Defense Update: What about mission persistence? Are you aiming specific platforms for that?
Silberring: The two requirements are not identical, endurance and persistence are met by different platforms, responding to specific military requirements. Based on cost/performance tradeoff, expensive, multi-mission platforms are generally geared toward the long endurance missions which also associate operations over great distances, while smaller systems with persistent on-station capability will be aimed at wide area, airborne persistent surveillance (WAAPS).
IAI is examining different new concepts for long endurance platforms. Mission endurance is a central requirement for WAAPS but such a platform also must be able to survive over a hostile area. Nevertheless, if one platform is lost, such loss should not put the entire mission at risk. Therefore, the tradeoff for such platforms is different, aiming at more affordable systems offering redundancy; that can be provided by a constellation of platforms rather then single units. Constellations of multiple vehicles offer the endurance, redundancy, survivability, persistence and resilience required to dominate wide, complex areas supporting multiple users with real-time information.
To come up with solutions, you have to think ‘out of the box’. An example is the ETOP, developed by IAI, employing a tethered hovering platform that offers virtually unlimited endurance as it is fed by ground bound generator. The ETOP is designed to replace tactical aerostat with an easily and rapidly deployable system, more maneuverable and responsive and much more survivable than an aerostat. Other hovering sensors we are currently developing are the Mini Panther and Ghost, offering small infantry and special operations units an organic mini UAV that supports the lowest tactical level.

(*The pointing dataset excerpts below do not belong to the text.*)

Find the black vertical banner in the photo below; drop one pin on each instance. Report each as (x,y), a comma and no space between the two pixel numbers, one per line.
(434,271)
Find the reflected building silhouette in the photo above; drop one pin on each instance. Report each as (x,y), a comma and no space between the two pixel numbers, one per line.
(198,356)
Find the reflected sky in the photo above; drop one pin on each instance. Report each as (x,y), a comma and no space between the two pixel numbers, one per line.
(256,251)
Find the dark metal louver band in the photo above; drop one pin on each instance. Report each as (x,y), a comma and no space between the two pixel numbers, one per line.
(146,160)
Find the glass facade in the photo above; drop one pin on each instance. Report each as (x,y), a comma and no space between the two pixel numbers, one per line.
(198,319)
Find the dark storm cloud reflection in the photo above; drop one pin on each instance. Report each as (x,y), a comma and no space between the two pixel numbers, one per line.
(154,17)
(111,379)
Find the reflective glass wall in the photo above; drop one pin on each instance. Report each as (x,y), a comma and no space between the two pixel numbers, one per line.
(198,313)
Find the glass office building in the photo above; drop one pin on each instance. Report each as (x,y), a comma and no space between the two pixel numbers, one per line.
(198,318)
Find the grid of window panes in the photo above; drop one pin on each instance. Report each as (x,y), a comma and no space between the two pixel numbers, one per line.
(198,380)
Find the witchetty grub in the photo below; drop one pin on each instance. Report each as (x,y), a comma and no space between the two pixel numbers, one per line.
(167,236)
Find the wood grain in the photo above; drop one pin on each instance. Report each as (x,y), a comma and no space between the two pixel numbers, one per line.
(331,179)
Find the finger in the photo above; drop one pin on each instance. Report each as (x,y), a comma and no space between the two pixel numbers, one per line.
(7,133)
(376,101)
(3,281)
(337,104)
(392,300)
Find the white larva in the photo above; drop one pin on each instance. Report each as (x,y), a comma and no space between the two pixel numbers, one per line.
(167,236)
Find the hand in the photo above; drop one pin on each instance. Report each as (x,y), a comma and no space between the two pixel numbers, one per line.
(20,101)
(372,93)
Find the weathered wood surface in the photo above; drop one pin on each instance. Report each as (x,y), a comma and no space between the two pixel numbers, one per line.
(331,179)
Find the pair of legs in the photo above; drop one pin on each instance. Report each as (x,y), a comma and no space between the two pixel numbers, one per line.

Defense Update: Back to the maritime UAVs, you were developing the Naval Rotary UAV (NRUAV) with HAL of India. What is the status of this program?
Silberring: We are working with our partner HAL to define the scope of the NRUAV program. Such projects are complex and require long time to mature. The development, funded by the Indian Ministry of defense will require 36-48 month to proceed, depending on the mission requirement and level of complexity. The first level we are aiming at includes opening of the flight envelope, and integration of the basic sensor package including maritime search radar and an electro-optical payload. NRUAV will offer weather independent helicopter operation for ships at sea, enabling the crew to launch missions even in high wind or rough sea. NRUAV will also offer twice the mission endurance of similar manned helicopters (up to 5.5 hours with the Cheetak). When completed, NRUAV will be offered as a flyaway kit for installation in specific helicopters, it will add few hundred pounds to the platform’s weight, and offer significant independence for the user, replacing the crew with fuel, mission payloads or both. We intend to introduce the NRUAV kit during major overhauls, typically involving the replacement of engines and transmissions and other dynamic elements, enabling operators to modernize and enhance the capabilities of their helicopters.
Defense Update: Another application being proposed for the Heron TP is ballistic missile warning. Do you foresee such capability being met by existing platform or dedicated Heron TPs?
Silberring: The main advantage of the Heron TP is its cruising altitude. From such heights the horizon is hundreds of kilometer away, far extending its sensing capability, Yet the systems on board should be mission oriented and, therefore, I expect, if a customer decides to integrate a missile warning system, to be a dedicated one rather than an ‘add on’ system. This approach depends on the multi-layered defense system it comes to serve.